The core principles to being a successful trader are widely discussed by many people. Most of us know that we should cut our loss and let our gains run. As an experienced trader, one of over 9 years, I didn't find anything that was ridiculously profound that I didn't already know. However, he does go into his trading plan pretty comprehensively. There were some good strategies that I plan to implement in my trading plan. But overall, in order to replicate his results, you would need to be in a bullish market, patience, self-discipline, and some luck would help.

Jesse is truly an entrepreneur at heart. He is always looking to become better, learning from his mistakes, and taking risks outside of his comfort zone. His story definitely inspires you to work hard and smart in trading, but don't be surprised if he doesn't hand you success on a silver platter. You still need to do your own homework.
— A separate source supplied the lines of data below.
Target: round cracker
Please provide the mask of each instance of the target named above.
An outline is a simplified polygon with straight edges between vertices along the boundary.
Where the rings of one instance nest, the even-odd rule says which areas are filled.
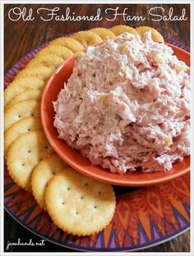
[[[11,107],[12,105],[25,100],[40,100],[43,95],[43,90],[33,90],[27,89],[24,91],[18,93],[12,100],[8,103],[7,108]]]
[[[63,58],[54,55],[54,54],[39,54],[38,56],[35,56],[26,67],[41,67],[44,66],[49,68],[52,68],[53,71],[58,68],[58,67],[63,63]]]
[[[71,38],[79,41],[84,47],[103,42],[98,35],[91,31],[81,31],[72,35]]]
[[[29,88],[34,90],[43,89],[45,86],[45,81],[38,77],[26,77],[14,80],[4,91],[4,107],[6,108],[11,100],[20,92]]]
[[[110,30],[117,36],[125,32],[128,32],[131,34],[137,34],[136,30],[134,30],[132,27],[125,25],[115,26],[110,28]]]
[[[26,66],[25,69],[18,73],[15,79],[26,77],[34,77],[40,78],[44,81],[48,81],[48,79],[51,77],[53,70],[48,67],[29,67]]]
[[[104,41],[116,39],[116,35],[112,31],[102,27],[97,27],[90,30],[90,31],[97,34]]]
[[[32,193],[41,208],[46,209],[45,189],[51,178],[59,171],[67,168],[65,164],[58,155],[42,160],[34,169],[31,176]]]
[[[40,102],[39,100],[26,100],[14,104],[6,109],[4,115],[5,131],[13,123],[30,116],[40,116]]]
[[[12,125],[5,133],[4,153],[7,158],[7,151],[12,143],[21,134],[42,128],[40,118],[29,117]]]
[[[25,133],[11,145],[7,153],[7,168],[11,177],[22,189],[30,191],[32,170],[42,159],[53,152],[42,131]]]
[[[68,48],[73,53],[82,51],[84,47],[77,40],[69,37],[59,37],[53,40],[50,45],[62,45]]]
[[[54,54],[54,55],[57,55],[62,58],[63,60],[65,60],[68,58],[70,56],[72,56],[73,53],[68,48],[65,46],[48,45],[47,47],[41,49],[39,51],[39,54],[38,54],[36,57],[39,56],[39,54],[42,54],[42,55]]]
[[[136,32],[141,37],[143,37],[144,34],[147,31],[151,31],[151,38],[154,41],[159,43],[164,43],[164,38],[161,34],[159,33],[155,29],[150,26],[139,26],[136,28]]]
[[[115,211],[115,196],[103,184],[67,168],[53,176],[45,193],[48,212],[63,231],[90,235],[102,230]]]

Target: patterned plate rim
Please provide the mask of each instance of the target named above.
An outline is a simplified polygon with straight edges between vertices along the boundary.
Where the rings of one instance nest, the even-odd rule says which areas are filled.
[[[61,35],[61,36],[64,36],[64,35]],[[69,35],[66,35],[67,37],[69,36]],[[171,40],[171,39],[169,39],[169,38],[164,38],[165,40],[165,42],[167,43],[170,43],[173,45],[176,45],[187,52],[190,52],[190,49],[187,46],[185,46],[182,44],[180,44],[179,42],[176,41],[176,40]],[[13,75],[13,77],[15,77],[15,75],[13,74],[14,73],[14,71],[13,69],[14,68],[16,68],[18,69],[21,69],[21,67],[19,66],[18,63],[23,63],[25,60],[25,58],[26,57],[29,57],[29,58],[34,58],[34,55],[32,54],[32,53],[37,53],[39,52],[39,50],[40,49],[42,49],[43,47],[44,47],[45,45],[47,45],[48,42],[42,44],[40,47],[37,47],[35,49],[34,49],[31,52],[30,52],[29,54],[27,54],[25,56],[24,56],[23,58],[21,58],[16,63],[15,63],[4,75],[4,77],[6,78],[9,74],[12,74]],[[10,81],[9,81],[10,82]],[[5,83],[6,83],[6,81],[5,81]],[[4,199],[5,199],[5,196],[4,196]],[[190,205],[189,205],[190,206]],[[136,246],[134,248],[132,248],[129,247],[128,249],[125,248],[124,249],[121,249],[121,248],[116,248],[116,249],[110,249],[110,248],[100,248],[100,249],[87,249],[86,247],[81,247],[81,246],[78,246],[78,245],[76,245],[76,244],[62,244],[62,243],[59,243],[58,242],[57,240],[54,240],[51,237],[48,237],[48,236],[46,236],[41,233],[39,233],[37,230],[34,230],[33,228],[30,227],[27,224],[25,224],[22,222],[21,220],[19,219],[19,217],[17,217],[14,212],[12,212],[10,207],[6,205],[6,202],[4,202],[4,207],[5,207],[5,210],[18,222],[20,223],[21,226],[23,226],[24,227],[25,227],[27,230],[29,230],[30,231],[31,231],[32,233],[37,235],[38,236],[49,241],[49,242],[52,242],[53,244],[56,244],[58,245],[60,245],[60,246],[62,246],[62,247],[65,247],[65,248],[69,248],[69,249],[76,249],[76,250],[80,250],[80,251],[104,251],[104,252],[113,252],[113,251],[136,251],[136,250],[140,250],[140,249],[146,249],[146,248],[150,248],[150,247],[152,247],[152,246],[155,246],[155,245],[158,245],[158,244],[160,244],[164,242],[166,242],[166,241],[169,241],[177,236],[179,236],[180,235],[183,234],[184,232],[186,232],[187,230],[188,230],[190,229],[190,225],[186,226],[185,228],[182,228],[182,230],[181,231],[178,231],[176,234],[174,235],[168,235],[165,236],[165,238],[164,239],[161,239],[159,242],[155,242],[155,241],[150,241],[150,243],[148,243],[147,245],[140,245],[140,246]]]

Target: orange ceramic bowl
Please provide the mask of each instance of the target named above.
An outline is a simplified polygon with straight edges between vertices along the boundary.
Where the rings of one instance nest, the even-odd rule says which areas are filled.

His book only outlines parts of being a successful trader. In order to fill in the gaps, I'd recommend adding The Daily Trading Coach for trading psychology and Trade Your Way to Financial Freedom.
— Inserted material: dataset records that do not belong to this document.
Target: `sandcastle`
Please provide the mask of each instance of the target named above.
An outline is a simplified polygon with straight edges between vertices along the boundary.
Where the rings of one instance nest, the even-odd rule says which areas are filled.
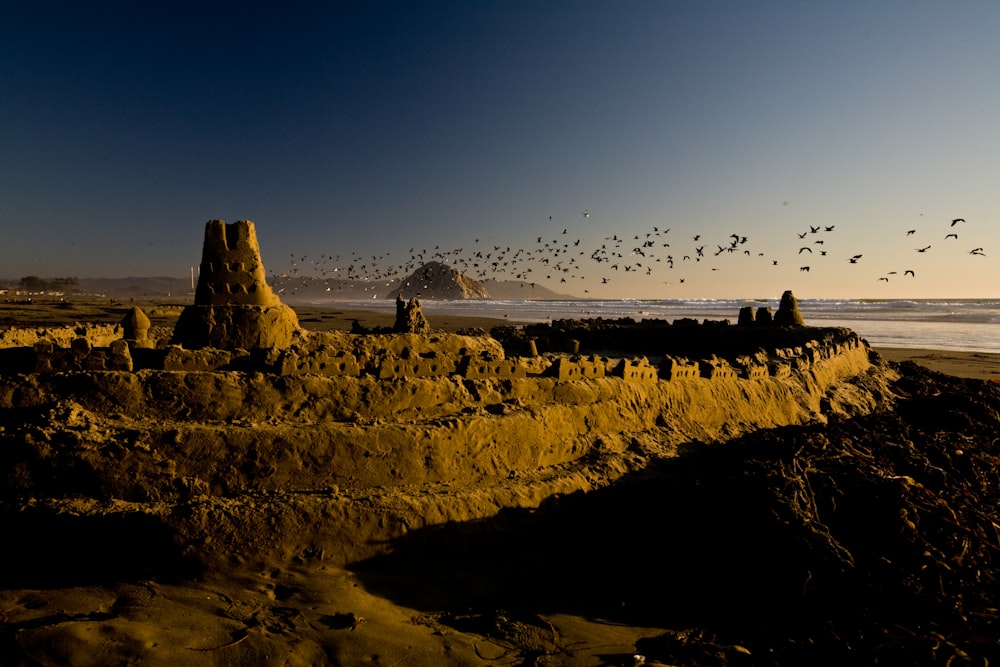
[[[171,343],[188,349],[284,348],[298,318],[271,291],[250,220],[205,225],[194,305],[181,313]]]

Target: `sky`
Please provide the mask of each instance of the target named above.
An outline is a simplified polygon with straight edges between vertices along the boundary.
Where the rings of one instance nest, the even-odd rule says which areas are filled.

What is your final recommendation?

For the novice trader, taking pieces of Jesse's trading strategy and mixing it with your own can prove to be very effective. He also goes into the importance personal development, which is also neglected by the average trader. If you are struggling to get over the hump and feel like you are in a rut, concepts in this book may help push you over the top. It is definitely a must read for the novice and intermediate stock trader.

For the professional trader, many of the concepts will be review. However, you may be surprised to find that a couple new concepts that you've left our of your trading plan or just were not aware of previous. It is always good to refresh your mind and reinforce the core concepts in stock trading. If anything, the story itself is awe-inspiring.


Here are a few more quotes if you are still not convinced.
Yes, learn as much as you possibly can from others who are successful, but still understand that in the end your priority is to develop your own strategy toward the markets and that path will be unique and unlike any other.
Most “breakout investors” would never consider buying a stock before it breaks out, but I find that a strong base limits downside to such an extent that risk/reward can be highly skewed in your favor.
Remember that you are George Clooney, so the stock WILL come to you. It will eventually trade down to your desired price.
I have been an advocate of the Kelly Criterion in terms of determining my own position size. Developed in the 1950’s, the Kelly formula determines your position size in proportion to the extent of your edge. Take 2 scenarios. In scenario 1, you are 70% sure that your stock will go up 20%. In scenario 2, you are 95% sure that your stock will go up 130%. The risk/reward ratio of scenario 2 would justify a larger position size. If you are 97% sure that your stock will increase 500%, your position size would be larger still.
Buy your stock when everything lines up in your favor. Do ALL of your worrying BEFORE you make the buy decision and then let the stock do its thing. Don’t even think about selling it until it triggers a sell signal.